Mr West said other people at the party in the village of No Place, near Stanley, came out to help the injured man, while Oakes left.

He was arrested a short time later and, when interviewed, he denied any wrong-doing, claiming the other man came at him and he just pushed him away.

But, with a trial date pencilled in next month, the case returned to Durham Crown Court yesterday (Friday, April 29) when Oakes, formerly of John Street, in Beamish Village, but now of Sulgrave Road, Washington, admitted unlawful wounding and possessing an offensive weapon in public in the early hours of Sunday, July 12.

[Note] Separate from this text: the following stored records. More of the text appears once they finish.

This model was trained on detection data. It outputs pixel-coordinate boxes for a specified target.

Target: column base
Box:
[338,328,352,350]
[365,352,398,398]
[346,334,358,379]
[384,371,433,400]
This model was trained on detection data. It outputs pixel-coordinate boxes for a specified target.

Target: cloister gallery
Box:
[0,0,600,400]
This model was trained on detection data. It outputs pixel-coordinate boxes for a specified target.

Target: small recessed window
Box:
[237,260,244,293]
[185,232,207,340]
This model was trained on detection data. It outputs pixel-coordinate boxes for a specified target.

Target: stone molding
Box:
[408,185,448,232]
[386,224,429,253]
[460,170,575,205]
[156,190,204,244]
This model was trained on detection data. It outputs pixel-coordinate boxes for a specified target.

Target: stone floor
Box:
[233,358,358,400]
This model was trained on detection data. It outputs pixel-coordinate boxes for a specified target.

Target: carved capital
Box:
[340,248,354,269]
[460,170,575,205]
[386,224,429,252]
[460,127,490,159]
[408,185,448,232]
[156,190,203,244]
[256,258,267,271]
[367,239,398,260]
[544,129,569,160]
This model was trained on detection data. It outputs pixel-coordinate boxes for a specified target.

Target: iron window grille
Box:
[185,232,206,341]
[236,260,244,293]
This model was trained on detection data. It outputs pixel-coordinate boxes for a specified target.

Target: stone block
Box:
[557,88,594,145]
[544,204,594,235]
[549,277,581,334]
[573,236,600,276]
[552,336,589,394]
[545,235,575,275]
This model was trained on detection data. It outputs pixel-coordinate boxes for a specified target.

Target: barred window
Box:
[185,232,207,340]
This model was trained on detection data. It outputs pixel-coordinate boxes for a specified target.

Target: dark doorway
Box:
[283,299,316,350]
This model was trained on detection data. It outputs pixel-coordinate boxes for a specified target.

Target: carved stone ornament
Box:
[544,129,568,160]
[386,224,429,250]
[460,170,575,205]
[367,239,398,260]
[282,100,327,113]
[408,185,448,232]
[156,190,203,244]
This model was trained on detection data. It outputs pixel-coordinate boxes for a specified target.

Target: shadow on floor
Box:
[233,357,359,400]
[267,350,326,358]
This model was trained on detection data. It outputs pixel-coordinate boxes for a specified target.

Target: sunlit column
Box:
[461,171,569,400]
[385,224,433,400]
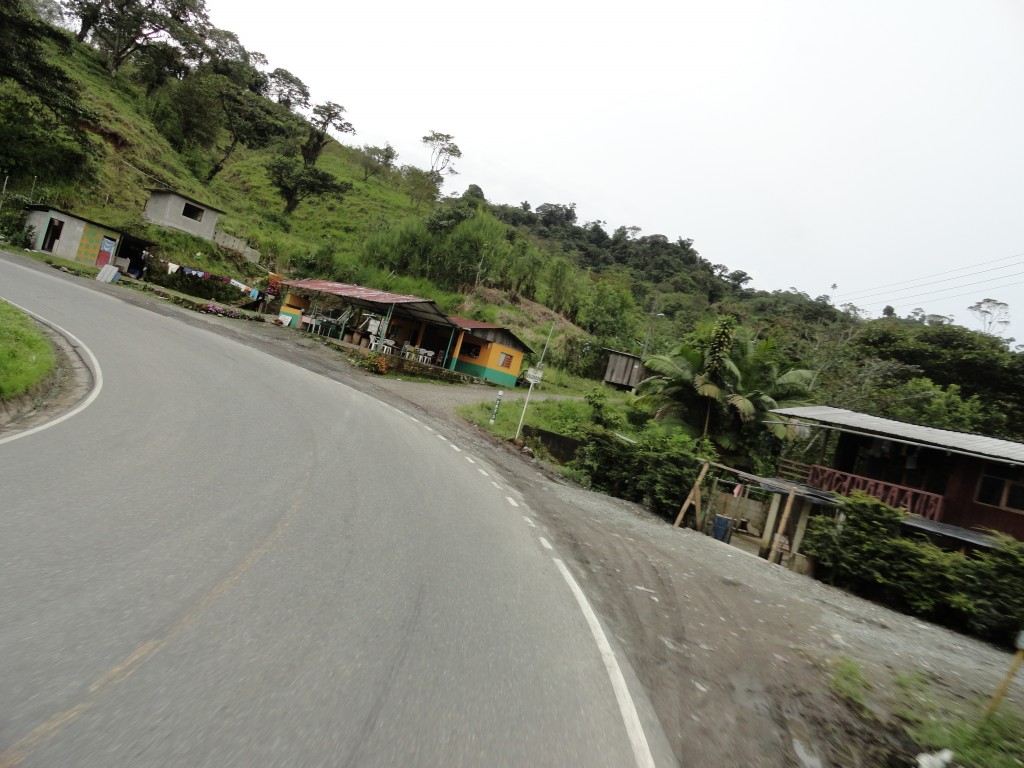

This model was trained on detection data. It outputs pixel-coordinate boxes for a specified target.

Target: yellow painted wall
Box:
[75,222,121,264]
[459,335,522,376]
[281,293,310,314]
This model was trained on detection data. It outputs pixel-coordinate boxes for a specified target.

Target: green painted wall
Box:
[455,359,515,387]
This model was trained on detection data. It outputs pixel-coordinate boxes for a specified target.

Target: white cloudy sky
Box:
[207,0,1024,337]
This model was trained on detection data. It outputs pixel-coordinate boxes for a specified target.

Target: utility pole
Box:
[512,321,555,442]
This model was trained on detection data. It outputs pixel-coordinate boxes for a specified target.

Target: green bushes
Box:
[803,494,1024,643]
[0,301,56,400]
[568,426,711,516]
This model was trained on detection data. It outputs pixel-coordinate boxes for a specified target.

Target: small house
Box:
[142,188,223,240]
[25,205,151,273]
[449,315,534,387]
[604,347,652,389]
[773,406,1024,544]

The court heard he has no previous convictions, but was cautioned for battery after striking a colleague outside a pub following a row on a work night out in May 2014.

David Lamb, mitigating, said despite what the court had heard “there is another side to the defendant.”

Mr Lamb, who handed several references in on behalf of Oakes, told Judge Christopher Prince: “He’s a positive, caring person, someone who almost everyone who comes into contact with, considers to be a law-abiding, sensitive man.

“He’s not the nasty, unpleasant man portrayed here, although he accepts he had been drinking quite heavily that night.”

Jailing him for 18 months, Judge Prince told Oakes: “You turned up at that house uninvited and it was made clear you were not wanted there.

“You left, but seem to have taken particular insult at not being wanted.”

Judge Prince said following his unpleasant gesture, hurling the dog dirt into the marquee at the Gladstone Street house, Oakes appears to have “loitered, preparing for a confrontation”.

He added that anyone hitting someone with a metal bar, or similar object, should expect prison.